Monday, March 24, 2008

Tipping a Hat to the Global South


From time to time, the leadership literature of the “Global North” (the former “sending” nations) refers to the vibrancy of the Church in the Global South. Alan Roxburgh and Fred Romanuk (The Missional Leader) state: “In sub-Saharan Africa, where AIDS and drought abound, Christian life and witness are vibrant. With few resources, the church is growing and vital; it is addressing the dire needs of its peoples ...” (Roxburgh A J and Romanuk F 2006:39); Andrew Kirk (Global Good News) refers to the “missionary effectiveness” of the Church of the South, and its “ability to inspire people to be agents and embodiments of the life of God’s new creation in Jesus Christ” (Snyder H A ed. 2001:130); while Eddie Gibbs (Leadership Next) considers: “We can learn valuable lessons from the Southern Hemisphere” (Gibbs E 2005:20). Yet curiously, this is as far as it goes. The “vibrant life”, the “missionary effectiveness”, the “valuable lessons” are kept under wraps. There is a perfunctory tipping of the hat to the Church of the South, then a near complete disregard for the views and ethos of the South. QUESTION: What are the reasons for this state of affairs? What is the meaning of such “tipping of the hat”? The photo shows Alan Roxburgh and Fred Romanuk.

3 comments:

Steve Hayes said...

Imperialism and racism for a start.

Church leaders in the Global North have an innate sense of their own superiority, and reject the thought that they have anything to learn from the "lesser breeds without the law".

One Northern blogger exemplified this attitude when he scornfully dismissed the views of a Tanzanian Anglican bishop by saying that he wasn't sure of the difference between Tanzania and Tasmania -- the implication being that the views of anyone coming from either place didn't matter.
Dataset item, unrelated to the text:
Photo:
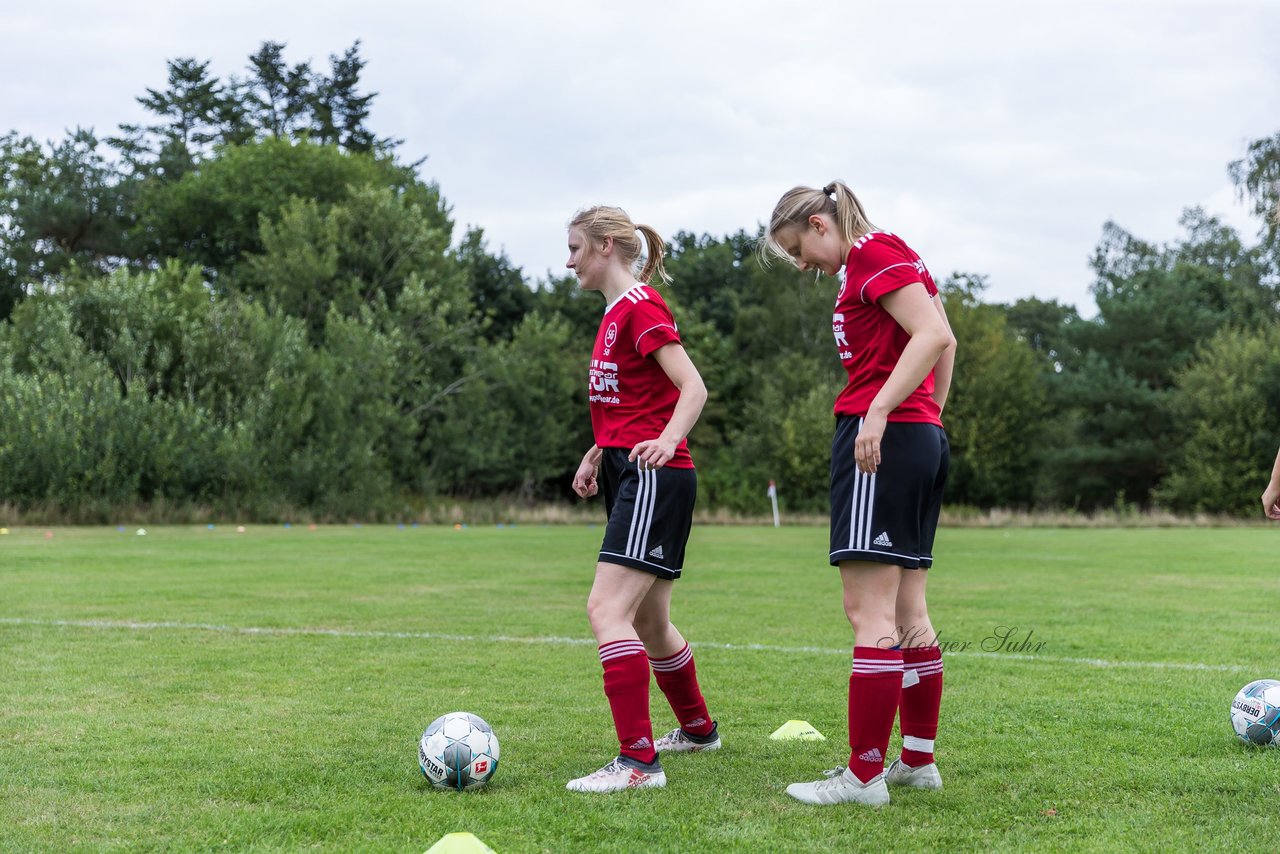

Thomas Scarborough said...

You’ve said it for the South, but I wonder whether a Northerner would understand what you’re saying? Having said this, Andrew Kirk (whom I quoted) speaks of “the deeply felt superiority of Western culture and civilization ... We in the West should repent of our blindness, hypocrisy, and unfaithfulness and change our views ...”. (Snyder H A ed. 2001:129,134). However, he then goes on to state characteristic Western views!

Steve Hayes said...

I'm really not sure what to make of Andrew Kirk. In 1979 he spoke at Sacla, and was quite inspiring. But 20 years later he was singing the Western neoliberal song. He sounded to me like a sell-out.